Highly active antiretroviral therapy (HAART) has significantly reduced the rate of human immunodeficiency virus (HIV)-related mortality and HIV-associated opportunistic infections. However, the regimens can be difficult to adhere to due to high pill burdens, multiple inconvenient dosing times, and fluid or dietary requirements. A simplified, compact HAART regimen that suppresses HIV-1 maximally while facilitating adherence consists of one combination tablet containing lamivudine 150 mg-zidovudine 300 mg (Combivir; GlaxoSmithKline, Research Triangle Park, NC) plus one tablet of abacavir (ABC) 300 mg, administered together twice/day (total pill burden, four tablets/day). This triple nucleoside reverse transcriptase inhibitor (NRTI) regimen allows protease inhibitors and nonnucleoside reverse transcriptase inhibitors (NNRTIs) to be reserved for a later treatment option, thus obviating early development of mutations to these agents. In antiretroviral-experienced patients, Combivir-ABC reduced HIV-1 RNA levels below 400 copies/ml in 82% of 55 patients over 48 weeks (intent-to-treat [ITT] observed analysis).

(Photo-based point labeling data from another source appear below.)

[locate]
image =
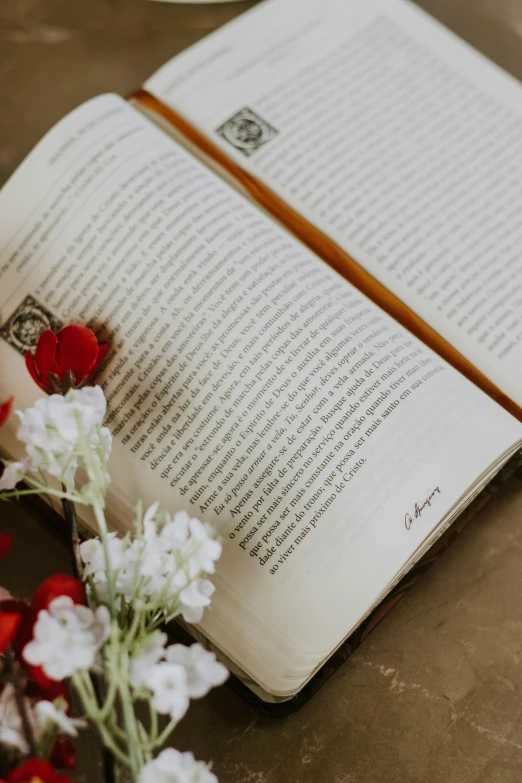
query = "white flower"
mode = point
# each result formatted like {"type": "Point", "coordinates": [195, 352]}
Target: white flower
{"type": "Point", "coordinates": [203, 670]}
{"type": "Point", "coordinates": [174, 534]}
{"type": "Point", "coordinates": [148, 655]}
{"type": "Point", "coordinates": [54, 431]}
{"type": "Point", "coordinates": [168, 683]}
{"type": "Point", "coordinates": [171, 766]}
{"type": "Point", "coordinates": [11, 730]}
{"type": "Point", "coordinates": [67, 637]}
{"type": "Point", "coordinates": [93, 555]}
{"type": "Point", "coordinates": [47, 712]}
{"type": "Point", "coordinates": [194, 598]}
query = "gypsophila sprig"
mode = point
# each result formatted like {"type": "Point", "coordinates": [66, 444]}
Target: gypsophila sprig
{"type": "Point", "coordinates": [60, 435]}
{"type": "Point", "coordinates": [162, 569]}
{"type": "Point", "coordinates": [103, 636]}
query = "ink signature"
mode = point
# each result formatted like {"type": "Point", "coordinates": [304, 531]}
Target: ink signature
{"type": "Point", "coordinates": [419, 508]}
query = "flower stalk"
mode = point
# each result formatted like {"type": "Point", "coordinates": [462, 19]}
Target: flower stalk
{"type": "Point", "coordinates": [101, 631]}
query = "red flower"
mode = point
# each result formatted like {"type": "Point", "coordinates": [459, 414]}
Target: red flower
{"type": "Point", "coordinates": [55, 586]}
{"type": "Point", "coordinates": [9, 624]}
{"type": "Point", "coordinates": [5, 410]}
{"type": "Point", "coordinates": [37, 771]}
{"type": "Point", "coordinates": [63, 754]}
{"type": "Point", "coordinates": [65, 360]}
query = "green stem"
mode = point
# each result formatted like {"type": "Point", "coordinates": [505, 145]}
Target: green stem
{"type": "Point", "coordinates": [129, 719]}
{"type": "Point", "coordinates": [165, 734]}
{"type": "Point", "coordinates": [104, 536]}
{"type": "Point", "coordinates": [93, 715]}
{"type": "Point", "coordinates": [18, 493]}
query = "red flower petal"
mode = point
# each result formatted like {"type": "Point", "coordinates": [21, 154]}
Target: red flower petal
{"type": "Point", "coordinates": [55, 690]}
{"type": "Point", "coordinates": [6, 539]}
{"type": "Point", "coordinates": [45, 357]}
{"type": "Point", "coordinates": [9, 624]}
{"type": "Point", "coordinates": [77, 351]}
{"type": "Point", "coordinates": [36, 770]}
{"type": "Point", "coordinates": [55, 586]}
{"type": "Point", "coordinates": [102, 350]}
{"type": "Point", "coordinates": [63, 754]}
{"type": "Point", "coordinates": [5, 410]}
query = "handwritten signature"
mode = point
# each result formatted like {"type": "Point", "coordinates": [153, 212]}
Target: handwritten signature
{"type": "Point", "coordinates": [419, 508]}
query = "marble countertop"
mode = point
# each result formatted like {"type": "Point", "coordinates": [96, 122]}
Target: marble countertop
{"type": "Point", "coordinates": [435, 694]}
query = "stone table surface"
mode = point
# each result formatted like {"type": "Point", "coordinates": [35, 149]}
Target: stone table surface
{"type": "Point", "coordinates": [435, 694]}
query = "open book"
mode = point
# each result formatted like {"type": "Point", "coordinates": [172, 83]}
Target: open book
{"type": "Point", "coordinates": [302, 240]}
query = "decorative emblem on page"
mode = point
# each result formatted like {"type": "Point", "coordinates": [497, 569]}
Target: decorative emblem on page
{"type": "Point", "coordinates": [26, 324]}
{"type": "Point", "coordinates": [246, 131]}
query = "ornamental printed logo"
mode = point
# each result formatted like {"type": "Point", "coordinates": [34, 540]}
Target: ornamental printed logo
{"type": "Point", "coordinates": [247, 132]}
{"type": "Point", "coordinates": [26, 324]}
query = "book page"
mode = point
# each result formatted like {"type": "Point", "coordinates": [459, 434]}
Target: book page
{"type": "Point", "coordinates": [246, 381]}
{"type": "Point", "coordinates": [391, 136]}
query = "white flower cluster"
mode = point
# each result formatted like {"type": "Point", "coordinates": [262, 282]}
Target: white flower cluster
{"type": "Point", "coordinates": [55, 431]}
{"type": "Point", "coordinates": [66, 637]}
{"type": "Point", "coordinates": [43, 716]}
{"type": "Point", "coordinates": [171, 766]}
{"type": "Point", "coordinates": [162, 567]}
{"type": "Point", "coordinates": [174, 675]}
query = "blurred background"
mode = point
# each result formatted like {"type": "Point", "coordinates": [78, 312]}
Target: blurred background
{"type": "Point", "coordinates": [436, 693]}
{"type": "Point", "coordinates": [54, 54]}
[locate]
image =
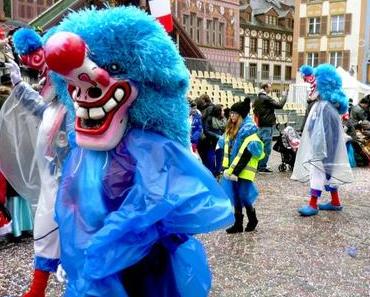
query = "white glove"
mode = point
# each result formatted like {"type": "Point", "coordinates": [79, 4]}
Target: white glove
{"type": "Point", "coordinates": [231, 177]}
{"type": "Point", "coordinates": [61, 275]}
{"type": "Point", "coordinates": [15, 72]}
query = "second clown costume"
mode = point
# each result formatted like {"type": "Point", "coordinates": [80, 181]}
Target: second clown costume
{"type": "Point", "coordinates": [322, 156]}
{"type": "Point", "coordinates": [242, 150]}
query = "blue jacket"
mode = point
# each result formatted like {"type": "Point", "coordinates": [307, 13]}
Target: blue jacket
{"type": "Point", "coordinates": [116, 208]}
{"type": "Point", "coordinates": [196, 127]}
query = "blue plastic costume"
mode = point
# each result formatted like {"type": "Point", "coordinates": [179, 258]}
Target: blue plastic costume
{"type": "Point", "coordinates": [245, 189]}
{"type": "Point", "coordinates": [127, 215]}
{"type": "Point", "coordinates": [322, 156]}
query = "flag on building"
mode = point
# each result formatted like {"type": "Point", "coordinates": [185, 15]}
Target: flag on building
{"type": "Point", "coordinates": [161, 10]}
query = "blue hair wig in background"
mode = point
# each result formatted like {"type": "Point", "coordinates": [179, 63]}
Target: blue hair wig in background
{"type": "Point", "coordinates": [306, 70]}
{"type": "Point", "coordinates": [329, 85]}
{"type": "Point", "coordinates": [26, 41]}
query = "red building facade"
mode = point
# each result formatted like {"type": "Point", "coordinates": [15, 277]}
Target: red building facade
{"type": "Point", "coordinates": [214, 26]}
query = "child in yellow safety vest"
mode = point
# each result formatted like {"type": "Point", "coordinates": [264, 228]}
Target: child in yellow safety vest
{"type": "Point", "coordinates": [242, 151]}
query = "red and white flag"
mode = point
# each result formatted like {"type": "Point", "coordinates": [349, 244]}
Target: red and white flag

Further simplification of HAART was made possible with the introduction of the triple-combination tablet Trizivir (GlaxoSmithKline), which contains all three components of the Combivir-ABC regimen but reduces the pill burden to two tablets/day. Pharmacokinetic studies confirmed that Trizivir is bioequivalent to Combivir-ABC and that twice-daily dosing of each regimen yields similar steady-state concentrations. In antiretroviral-experienced HIV-infected patients, switching from a HAART regimen predominantly based on an NRTI and a protease inhibitor to twice-daily Trizivir maintained the same magnitude of virologic suppression over 48 weeks while improving adherence and reducing plasma lipid levels and signs of lipodystrophy.
To our knowledge, no studies have directly compared Trizivir and Combivir-ABC in patients previously suppressed with Combivir-ABC. In our clinical trial (ESS40005), we compared twice-daily Trizivir and Combivir-ABC with respect to efficacy, safety, and adherence in virologically suppressed HIV-1-infected patients who had just completed 16 or more weeks of treatment with Combivir-ABC alone or in combination with a protease inhibitor or an NNRTI.